Mestrallet wants to promote the 1,100-megawatt Atmea reactor, designed by Areva and Mitsubishi Heavy Industries Ltd.

The Atmea, marketed by Areva since the start of the year, means France now has two reactor models on offer, which nuclear executives have said will increase the country’s chances of winning contracts abroad.

Planned Reactors

As many as 539 reactors are either under construction, planned or proposed in the next 15 years, according to the World Nuclear Association. Billions of dollars of investment will be required, with the cost of EDF’s new-generation reactor at Flamanville in Normandy estimated at 4 billion euros ($5.3 billion) by the company.

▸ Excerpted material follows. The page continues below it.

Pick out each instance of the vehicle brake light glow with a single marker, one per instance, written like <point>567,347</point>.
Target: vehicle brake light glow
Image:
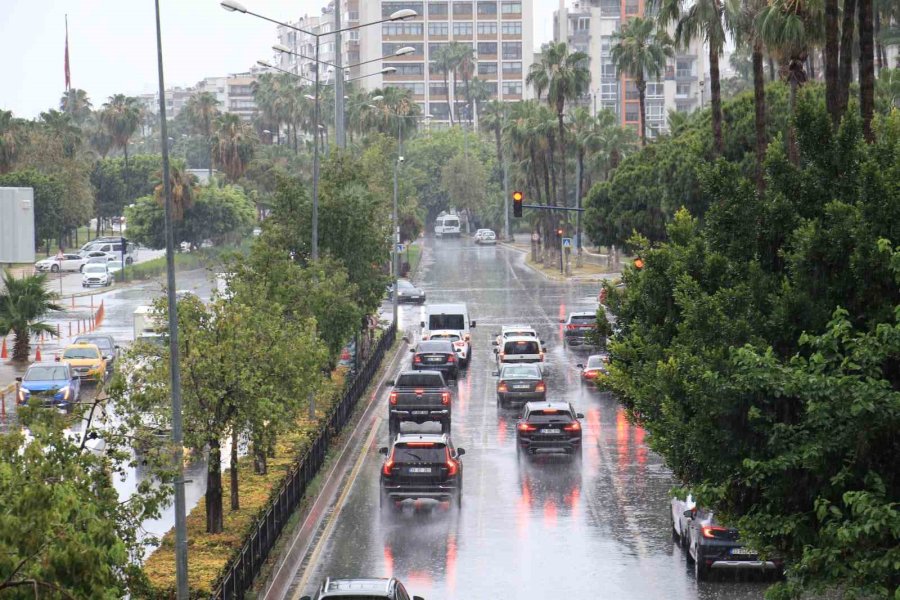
<point>711,531</point>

GDF Suez, which operates seven nuclear reactors in Belgium, wants to operate as many as four new-generation atomic plants by 2020. Its expansion plans in France, where EDF operates 58 reactors, have been thwarted by opposition from trade unions.

The government report commissioned by Sarkozy will help to “calm tensions,” according to Sapin. “France has to decide whether it wants one nuclear champion, EDF, or two.”

The report by Francois Roussely, a former EDF CEO and now an investment banker at Credit Suisse Group AG, is due this week.

Union Warning

Last year, Sarkozy chose EDF to take charge of the development of the nation’s second EPR at Penly, northern France. GDF Suez and partner Total SA, France’s biggest oil company, were given a 33 percent stake in the project.

Giving GDF Suez control over the development of a nuclear reactor in France would be “counter-productive and even dangerous in the long run,” the Confederation Generale du Travail union, or CGT, wrote in a report last month. The public ownership of EDF is the driving force behind the acceptance of atomic power in France, it said.

The first test of France’s efforts to persuade its nuclear champions to work together may come in Jordan.

The Middle Eastern kingdom will select a private investor and technology for its first nuclear reactor within a year, Jordan Atomic Energy Commission Chairman Khalid Touqan said last month.